An agreement in a criminal case where a prosecutor and a defendant arrange to end the case against the defendant. The defendant agrees to plead guilty (and often allocute) to a more minor offense than charged or to a smaller number of offenses than charged. The prosecutor often agrees to accept a lighter jail sentence or fine. Plea bargains are subject to the approval of the court.
The reasons for plea bargains may be several. In many cases, prosecutors may have brought too serious a charge to fit the facts or available proof. On the other hand, the defendant may be conscious of his own guilt in the matter to a greater or lesser degree, and afraid of receiving too serious a conviction or too harsh a sentence.
In other cases, a defendant may have culpability with others in a criminal matter and at the same time have knowledge which will ensure the success of a broader or more significant prosecution. In such a case, in order to secure the defendant's willingness to testify for the prosecution in other cases, charges or sentencing in his own case may be offered to be lessened if he does, indeed cooperate fully with the prosecution.

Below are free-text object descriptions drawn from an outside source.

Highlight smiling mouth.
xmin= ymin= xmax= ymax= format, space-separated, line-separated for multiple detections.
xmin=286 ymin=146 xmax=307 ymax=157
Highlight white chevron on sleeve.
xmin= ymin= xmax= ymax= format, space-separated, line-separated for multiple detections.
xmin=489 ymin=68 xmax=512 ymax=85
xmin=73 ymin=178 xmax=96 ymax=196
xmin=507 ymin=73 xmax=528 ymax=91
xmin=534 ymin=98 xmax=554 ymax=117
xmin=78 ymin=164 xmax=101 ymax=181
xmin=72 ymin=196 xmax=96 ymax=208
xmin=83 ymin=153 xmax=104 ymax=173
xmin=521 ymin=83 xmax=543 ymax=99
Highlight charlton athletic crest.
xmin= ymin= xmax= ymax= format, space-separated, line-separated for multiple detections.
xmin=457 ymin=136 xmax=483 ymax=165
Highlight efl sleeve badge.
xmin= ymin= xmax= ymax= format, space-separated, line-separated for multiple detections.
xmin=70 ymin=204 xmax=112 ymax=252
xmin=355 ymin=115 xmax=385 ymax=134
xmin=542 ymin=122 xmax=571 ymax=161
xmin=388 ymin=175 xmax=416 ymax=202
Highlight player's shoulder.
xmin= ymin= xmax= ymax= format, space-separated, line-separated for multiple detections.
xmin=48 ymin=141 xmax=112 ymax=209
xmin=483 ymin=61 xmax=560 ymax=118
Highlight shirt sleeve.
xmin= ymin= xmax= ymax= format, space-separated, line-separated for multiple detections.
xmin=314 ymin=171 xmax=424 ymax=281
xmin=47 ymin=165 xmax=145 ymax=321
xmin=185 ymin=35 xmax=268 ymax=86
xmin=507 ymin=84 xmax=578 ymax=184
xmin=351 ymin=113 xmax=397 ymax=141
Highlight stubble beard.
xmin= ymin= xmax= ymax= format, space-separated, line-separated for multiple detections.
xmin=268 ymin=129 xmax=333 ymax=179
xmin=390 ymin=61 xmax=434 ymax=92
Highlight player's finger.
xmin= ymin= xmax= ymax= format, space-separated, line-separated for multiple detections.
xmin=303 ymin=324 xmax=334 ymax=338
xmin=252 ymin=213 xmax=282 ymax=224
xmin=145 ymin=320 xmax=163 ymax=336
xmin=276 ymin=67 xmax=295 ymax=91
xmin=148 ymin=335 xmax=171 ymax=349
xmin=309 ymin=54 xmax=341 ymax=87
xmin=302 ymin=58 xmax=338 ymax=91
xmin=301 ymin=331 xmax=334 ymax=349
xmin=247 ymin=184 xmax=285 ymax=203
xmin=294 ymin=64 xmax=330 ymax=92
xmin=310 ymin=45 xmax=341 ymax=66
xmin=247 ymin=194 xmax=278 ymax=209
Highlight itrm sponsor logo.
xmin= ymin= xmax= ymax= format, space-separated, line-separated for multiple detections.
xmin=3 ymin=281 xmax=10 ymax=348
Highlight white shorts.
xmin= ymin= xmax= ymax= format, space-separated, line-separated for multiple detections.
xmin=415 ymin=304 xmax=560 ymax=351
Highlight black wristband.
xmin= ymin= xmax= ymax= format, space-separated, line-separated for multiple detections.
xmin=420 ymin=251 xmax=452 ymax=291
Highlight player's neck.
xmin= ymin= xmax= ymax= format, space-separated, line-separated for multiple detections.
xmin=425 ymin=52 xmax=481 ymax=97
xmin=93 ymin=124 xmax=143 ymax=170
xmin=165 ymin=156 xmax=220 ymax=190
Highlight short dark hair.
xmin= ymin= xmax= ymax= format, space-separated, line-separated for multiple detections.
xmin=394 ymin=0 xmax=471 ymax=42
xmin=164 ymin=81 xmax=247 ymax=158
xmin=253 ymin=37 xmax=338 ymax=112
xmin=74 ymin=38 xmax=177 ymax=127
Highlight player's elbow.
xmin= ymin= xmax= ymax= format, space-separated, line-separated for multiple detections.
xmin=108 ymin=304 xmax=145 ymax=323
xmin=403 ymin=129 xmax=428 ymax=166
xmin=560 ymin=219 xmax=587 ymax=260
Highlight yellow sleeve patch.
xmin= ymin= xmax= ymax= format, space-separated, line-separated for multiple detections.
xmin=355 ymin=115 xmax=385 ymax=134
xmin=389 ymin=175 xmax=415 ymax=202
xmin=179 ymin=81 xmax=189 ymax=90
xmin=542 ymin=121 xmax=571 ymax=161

In still other cases, prosecutors may be convinced that they have the right defendant and a completely accurate charge as to what crime(s) he committed, and yet the evidence to secure a conviction may be questionable or lacking. It is of benefit to both parties (prosecutor and defendant) to arrange a resolution of the matter without either side taking the chance that the case, once submitted fully to a judge jury, would go completely against them.
Overall, plea bargains serve to ease the caseload of overburdened justice systems, and form a framework wherein the accused and his accusers can reach an agreement which settles the case once and for all, in what is hoped will be a spirit of fairness.